Given that the function $f:\mathbb{R}\rightarrow\mathbb{R}$ is continuous and bounded.
$\int_{-\infty}^{+\infty}e^{-(x-y)^2}f(y)dy=0, \forall x \in\mathbb{R} $
Prove that $f(x)=0, \forall x \in\mathbb{R}$
P/s: I tried to use complex analysis such as Laurent series, Fourier series but I could not prove it.
Please do not choose functions such as $\sin(x-y)$ as an counter-example, because you misunderstood the problem.

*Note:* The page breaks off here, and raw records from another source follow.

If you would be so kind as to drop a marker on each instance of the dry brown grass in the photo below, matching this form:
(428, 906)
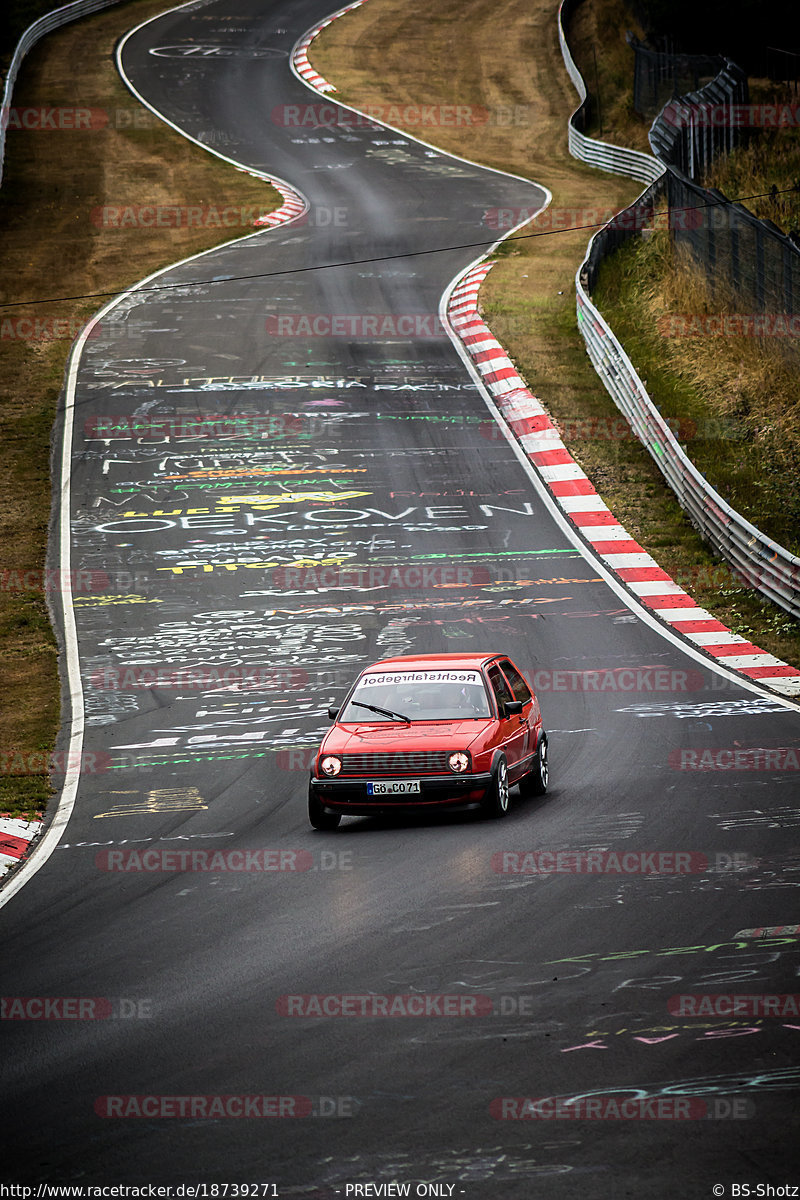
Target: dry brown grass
(382, 53)
(52, 183)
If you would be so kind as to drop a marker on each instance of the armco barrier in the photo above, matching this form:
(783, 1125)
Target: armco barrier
(34, 33)
(768, 568)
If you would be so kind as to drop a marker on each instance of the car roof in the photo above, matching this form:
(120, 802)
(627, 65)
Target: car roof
(427, 661)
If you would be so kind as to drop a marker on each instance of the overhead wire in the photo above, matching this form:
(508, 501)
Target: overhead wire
(382, 258)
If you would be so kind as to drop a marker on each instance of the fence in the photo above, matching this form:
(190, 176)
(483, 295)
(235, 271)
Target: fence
(661, 75)
(767, 567)
(30, 37)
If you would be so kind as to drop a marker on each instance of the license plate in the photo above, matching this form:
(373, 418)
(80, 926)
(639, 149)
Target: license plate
(394, 787)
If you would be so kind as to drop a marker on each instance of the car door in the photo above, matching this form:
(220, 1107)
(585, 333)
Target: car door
(512, 726)
(530, 713)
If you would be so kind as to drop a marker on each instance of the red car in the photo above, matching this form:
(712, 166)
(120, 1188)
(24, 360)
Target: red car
(425, 730)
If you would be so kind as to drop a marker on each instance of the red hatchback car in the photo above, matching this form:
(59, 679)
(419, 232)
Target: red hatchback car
(455, 730)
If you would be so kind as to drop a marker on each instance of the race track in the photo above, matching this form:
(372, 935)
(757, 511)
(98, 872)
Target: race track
(350, 496)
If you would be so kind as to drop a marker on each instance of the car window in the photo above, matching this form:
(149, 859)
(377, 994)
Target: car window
(519, 688)
(500, 688)
(426, 695)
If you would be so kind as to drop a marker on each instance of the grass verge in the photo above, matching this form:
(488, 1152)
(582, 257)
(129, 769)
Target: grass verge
(383, 54)
(54, 181)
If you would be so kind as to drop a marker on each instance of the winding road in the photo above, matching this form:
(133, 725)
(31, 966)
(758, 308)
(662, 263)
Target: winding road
(281, 468)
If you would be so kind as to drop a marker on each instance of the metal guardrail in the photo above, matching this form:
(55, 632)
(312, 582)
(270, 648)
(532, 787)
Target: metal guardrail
(768, 568)
(603, 155)
(34, 34)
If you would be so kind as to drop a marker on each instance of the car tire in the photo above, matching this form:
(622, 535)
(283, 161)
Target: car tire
(319, 816)
(536, 780)
(497, 803)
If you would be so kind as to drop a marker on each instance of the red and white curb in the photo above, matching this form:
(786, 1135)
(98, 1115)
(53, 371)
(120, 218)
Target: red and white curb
(14, 840)
(300, 53)
(573, 492)
(293, 207)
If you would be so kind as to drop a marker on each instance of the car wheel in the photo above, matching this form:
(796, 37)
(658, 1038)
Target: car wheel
(497, 802)
(319, 815)
(536, 780)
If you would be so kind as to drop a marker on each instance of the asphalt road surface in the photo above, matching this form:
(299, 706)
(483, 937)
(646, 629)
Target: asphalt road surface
(368, 453)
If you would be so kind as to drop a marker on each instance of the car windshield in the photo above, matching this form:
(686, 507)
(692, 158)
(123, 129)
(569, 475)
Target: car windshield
(419, 696)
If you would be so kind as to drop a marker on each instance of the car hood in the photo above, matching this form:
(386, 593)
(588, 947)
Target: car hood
(417, 736)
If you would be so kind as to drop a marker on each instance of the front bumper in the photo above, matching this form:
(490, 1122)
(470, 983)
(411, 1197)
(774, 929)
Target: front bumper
(350, 795)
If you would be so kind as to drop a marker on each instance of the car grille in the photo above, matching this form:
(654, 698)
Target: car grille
(409, 763)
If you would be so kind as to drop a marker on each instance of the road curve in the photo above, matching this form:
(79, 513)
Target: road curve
(329, 453)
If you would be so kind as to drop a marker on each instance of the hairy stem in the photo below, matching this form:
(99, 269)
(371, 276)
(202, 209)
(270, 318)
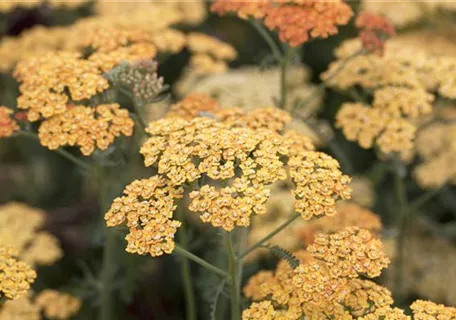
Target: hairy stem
(284, 65)
(269, 236)
(109, 257)
(83, 165)
(403, 221)
(267, 37)
(234, 282)
(185, 270)
(181, 251)
(139, 113)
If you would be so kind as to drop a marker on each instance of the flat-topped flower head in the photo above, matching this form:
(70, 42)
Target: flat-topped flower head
(147, 209)
(319, 183)
(34, 246)
(296, 21)
(7, 124)
(86, 127)
(350, 252)
(45, 79)
(15, 275)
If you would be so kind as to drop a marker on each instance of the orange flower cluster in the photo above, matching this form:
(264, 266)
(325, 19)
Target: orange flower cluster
(404, 83)
(57, 305)
(45, 79)
(86, 127)
(318, 289)
(325, 284)
(374, 31)
(7, 124)
(295, 20)
(15, 276)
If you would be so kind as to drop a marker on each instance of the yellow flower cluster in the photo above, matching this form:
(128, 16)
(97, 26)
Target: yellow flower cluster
(260, 310)
(437, 147)
(367, 125)
(315, 290)
(127, 35)
(319, 183)
(7, 124)
(15, 275)
(227, 166)
(350, 252)
(86, 127)
(57, 305)
(147, 209)
(403, 81)
(34, 246)
(20, 309)
(349, 214)
(325, 284)
(424, 310)
(197, 104)
(45, 79)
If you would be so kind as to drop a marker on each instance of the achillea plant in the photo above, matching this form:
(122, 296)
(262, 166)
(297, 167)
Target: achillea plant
(295, 21)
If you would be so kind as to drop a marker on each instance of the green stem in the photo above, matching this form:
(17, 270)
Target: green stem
(61, 152)
(269, 236)
(403, 221)
(107, 276)
(185, 270)
(138, 110)
(284, 64)
(109, 256)
(234, 282)
(324, 84)
(267, 37)
(179, 250)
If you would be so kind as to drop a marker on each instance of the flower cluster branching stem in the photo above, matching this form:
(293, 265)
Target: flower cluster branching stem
(109, 248)
(184, 253)
(403, 221)
(191, 313)
(81, 164)
(269, 236)
(267, 37)
(234, 283)
(284, 65)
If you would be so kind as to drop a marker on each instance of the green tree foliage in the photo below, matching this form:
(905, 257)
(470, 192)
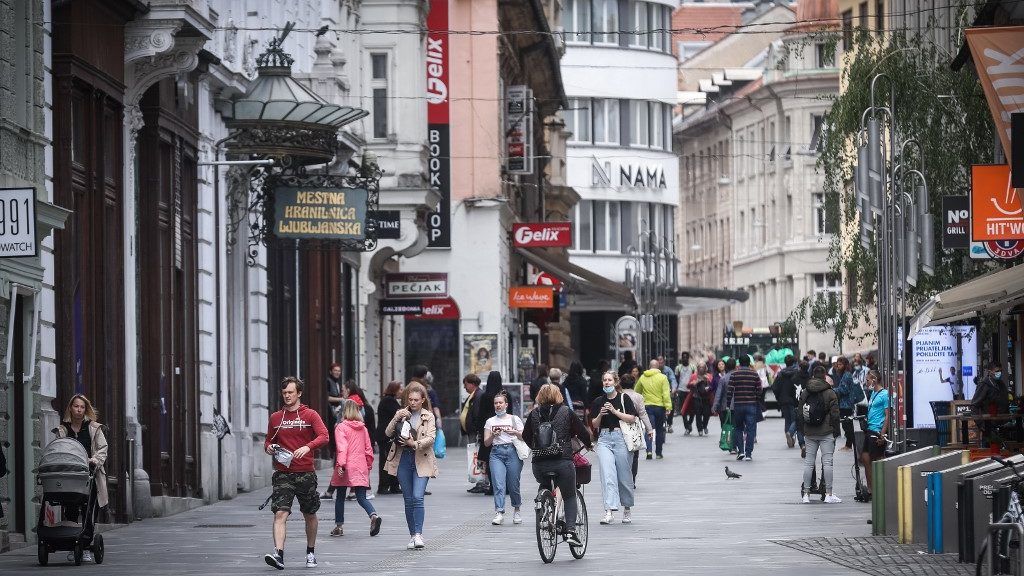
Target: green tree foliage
(942, 109)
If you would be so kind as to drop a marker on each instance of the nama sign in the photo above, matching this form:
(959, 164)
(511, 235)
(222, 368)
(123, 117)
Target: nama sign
(531, 297)
(542, 235)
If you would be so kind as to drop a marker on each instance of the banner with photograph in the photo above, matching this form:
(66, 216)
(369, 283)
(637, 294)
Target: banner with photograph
(479, 354)
(938, 372)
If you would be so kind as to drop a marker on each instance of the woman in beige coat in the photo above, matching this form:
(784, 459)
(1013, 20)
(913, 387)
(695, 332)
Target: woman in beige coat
(80, 423)
(412, 456)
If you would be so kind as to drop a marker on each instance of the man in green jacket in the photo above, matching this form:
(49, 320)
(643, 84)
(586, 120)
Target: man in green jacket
(656, 392)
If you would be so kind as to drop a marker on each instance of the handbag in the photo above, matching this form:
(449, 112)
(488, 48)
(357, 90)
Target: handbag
(440, 448)
(725, 440)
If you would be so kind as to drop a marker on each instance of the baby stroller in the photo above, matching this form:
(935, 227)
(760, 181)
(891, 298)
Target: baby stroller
(69, 483)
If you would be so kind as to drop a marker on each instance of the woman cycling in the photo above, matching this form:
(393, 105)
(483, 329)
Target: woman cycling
(504, 465)
(550, 408)
(616, 462)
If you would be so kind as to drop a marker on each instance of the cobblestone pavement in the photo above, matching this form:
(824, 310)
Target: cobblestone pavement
(688, 519)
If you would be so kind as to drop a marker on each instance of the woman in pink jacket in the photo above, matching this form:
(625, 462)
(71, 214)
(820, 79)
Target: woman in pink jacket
(355, 458)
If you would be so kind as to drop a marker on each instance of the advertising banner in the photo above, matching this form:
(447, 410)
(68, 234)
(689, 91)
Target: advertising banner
(320, 213)
(479, 354)
(995, 206)
(438, 134)
(938, 372)
(542, 235)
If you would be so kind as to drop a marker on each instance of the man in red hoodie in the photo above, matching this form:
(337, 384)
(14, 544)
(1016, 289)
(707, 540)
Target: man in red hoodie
(299, 429)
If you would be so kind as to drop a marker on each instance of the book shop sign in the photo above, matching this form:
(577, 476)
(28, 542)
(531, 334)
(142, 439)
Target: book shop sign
(320, 213)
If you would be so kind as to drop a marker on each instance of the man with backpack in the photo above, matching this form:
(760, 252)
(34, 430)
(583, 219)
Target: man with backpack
(817, 416)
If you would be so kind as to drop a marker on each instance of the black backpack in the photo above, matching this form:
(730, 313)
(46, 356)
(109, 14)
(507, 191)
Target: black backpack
(815, 409)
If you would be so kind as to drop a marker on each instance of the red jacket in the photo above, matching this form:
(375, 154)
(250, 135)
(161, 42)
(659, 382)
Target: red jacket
(293, 429)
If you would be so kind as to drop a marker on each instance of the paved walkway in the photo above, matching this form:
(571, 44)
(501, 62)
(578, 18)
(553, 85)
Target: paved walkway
(688, 518)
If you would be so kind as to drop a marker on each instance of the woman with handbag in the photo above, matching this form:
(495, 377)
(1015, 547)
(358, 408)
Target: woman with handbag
(619, 433)
(558, 457)
(501, 433)
(412, 455)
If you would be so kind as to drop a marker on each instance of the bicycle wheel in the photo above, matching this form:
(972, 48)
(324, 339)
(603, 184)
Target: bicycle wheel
(581, 527)
(547, 532)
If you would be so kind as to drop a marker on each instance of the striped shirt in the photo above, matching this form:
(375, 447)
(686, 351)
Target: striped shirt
(744, 386)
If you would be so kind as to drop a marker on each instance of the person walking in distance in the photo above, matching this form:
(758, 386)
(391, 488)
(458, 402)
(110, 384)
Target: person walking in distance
(744, 396)
(354, 459)
(656, 393)
(386, 409)
(293, 435)
(412, 456)
(616, 479)
(879, 411)
(817, 416)
(500, 433)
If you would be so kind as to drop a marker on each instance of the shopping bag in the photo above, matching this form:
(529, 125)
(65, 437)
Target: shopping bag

$$ 0= \int_{-\infty}^{\infty}e^{-x^2-y^2+2xy}f(x)dx \\= e^{-y^2}\int_{-\infty}^{\infty}e^{+2xy}e^{-x^2}f(x)dx,\;\; y\in\mathbb{R}. $$ Now you can use Complex Analysis on the following entire function $F$ that vanishes on the real line: $$ F(z)=\int_{-\infty}^{\infty}e^{2xz}e^{-x^2}f(x)dx = 0,\;\;\; z\in\mathbb{R}. $$ The conclusion is that $F \equiv 0$ everywhere in $\mathbb{C}$, and in particular on the imaginary line, which is a Fourier transform of $e^{-x^2}f(x)$. The conclusion is that $f$ must vanish almost everywhere.